Frequently Asked Questions
- What does TRIZ stand for?
- TRIZ stands for “Theory of Inventive Problem Solving.” TRIZ is a method for resolving tough problems by modeling contradictions and applying repeatable solution patterns instead of relying on open-ended brainstorming.
- Who invented TRIZ, and when?
- TRIZ is credited to Genrich Altshuller and colleagues, with development beginning in the mid‑1940s. Altshuller’s work grew from studying large numbers of invention patents to identify patterns behind breakthrough solutions.
- What is a TRIZ contradiction matrix?
- A TRIZ contradiction matrix is a structured table that links a defined engineering contradiction (improving one parameter while another worsens) to inventive principles that have historically resolved similar contradictions. It helps you shortlist solution directions faster.
- What are the 40 inventive principles used for?

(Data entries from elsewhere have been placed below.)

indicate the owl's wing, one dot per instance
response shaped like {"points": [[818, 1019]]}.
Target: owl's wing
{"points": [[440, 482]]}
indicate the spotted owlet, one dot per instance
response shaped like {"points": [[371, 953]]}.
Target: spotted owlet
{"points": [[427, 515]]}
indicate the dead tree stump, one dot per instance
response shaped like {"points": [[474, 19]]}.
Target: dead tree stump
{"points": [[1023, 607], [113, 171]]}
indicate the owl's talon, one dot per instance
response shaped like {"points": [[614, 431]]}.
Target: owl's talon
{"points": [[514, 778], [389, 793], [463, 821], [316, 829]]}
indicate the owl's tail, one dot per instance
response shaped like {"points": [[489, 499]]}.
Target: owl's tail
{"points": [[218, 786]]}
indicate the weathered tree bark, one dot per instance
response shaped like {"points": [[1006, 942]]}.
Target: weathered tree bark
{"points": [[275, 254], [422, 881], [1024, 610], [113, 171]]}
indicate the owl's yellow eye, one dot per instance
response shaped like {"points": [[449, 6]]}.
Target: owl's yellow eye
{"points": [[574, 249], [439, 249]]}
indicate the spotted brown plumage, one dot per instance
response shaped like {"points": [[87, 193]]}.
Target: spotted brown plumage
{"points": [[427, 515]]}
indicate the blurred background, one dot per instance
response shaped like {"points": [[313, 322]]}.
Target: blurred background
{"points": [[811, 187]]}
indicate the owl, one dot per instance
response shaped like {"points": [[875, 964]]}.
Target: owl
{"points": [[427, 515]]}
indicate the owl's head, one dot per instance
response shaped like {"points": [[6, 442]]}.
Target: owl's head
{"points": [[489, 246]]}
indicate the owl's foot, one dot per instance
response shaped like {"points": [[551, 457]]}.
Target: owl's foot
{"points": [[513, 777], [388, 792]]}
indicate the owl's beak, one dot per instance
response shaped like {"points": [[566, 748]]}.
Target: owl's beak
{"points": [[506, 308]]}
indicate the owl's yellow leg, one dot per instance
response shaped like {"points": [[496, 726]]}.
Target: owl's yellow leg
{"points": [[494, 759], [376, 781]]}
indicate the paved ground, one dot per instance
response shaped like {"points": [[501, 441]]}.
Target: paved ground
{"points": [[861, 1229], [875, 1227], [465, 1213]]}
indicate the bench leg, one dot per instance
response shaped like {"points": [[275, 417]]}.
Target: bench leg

- The 40 inventive principles are generalized patterns of inventive solutions. You use them to generate mechanism-level solution directions when you’re stuck in a trade-off, such as improving strength without increasing weight, or increasing speed without increasing errors.
- What is the Ideal Final Result (IFR) in TRIZ?
- The Ideal Final Result (IFR) is a statement of the best possible outcome where the problem is eliminated with minimal added complexity. IFR pushes you to think beyond patches and toward solutions that remove the root trade-off.
- Is TRIZ only for engineers?
- TRIZ started in engineering, but teams use TRIZ for product, operations, and business problems whenever contradictions exist. If your work includes trade-offs like speed vs accuracy or cost vs quality, TRIZ can help you structure better options.
- Can AI do TRIZ analysis reliably?
- AI can speed up TRIZ analysis by generating templates, drafting contradiction statements, suggesting relevant principles, and summarizing evidence from docs. You still need human judgment to validate the contradiction model and choose which solution direction is feasible.
- How long does a TRIZ analysis take?
- A lightweight TRIZ analysis can take 30–60 minutes if the contradiction is clear and the team has the right context. Complex systems can take longer, especially when multiple contradictions interact and you need deeper exploration of solution mechanisms.
- What is ARIZ in TRIZ?
- ARIZ is a more advanced TRIZ problem-solving algorithm used for difficult, multi-layer contradictions. It guides you through deeper modeling steps like IFR, resources, and contradiction refinement when the matrix approach isn’t enough.
- How do I create a TRIZ contradiction matrix template in Jeda.ai?
- To create a TRIZ contradiction matrix template in Jeda.ai, open the AI Menu and select a TRIZ template under Matrix Recipes, or choose the Matrix command in the Prompt Bar and generate a reusable TRIZ board from your prompt.
- What can I export from Jeda.ai after a TRIZ session?
- You can export your TRIZ board from Jeda.ai as PNG, SVG, or PDF. Because the output is editable on the AI Whiteboard, you can also convert the format (matrix to diagram or flowchart) before exporting.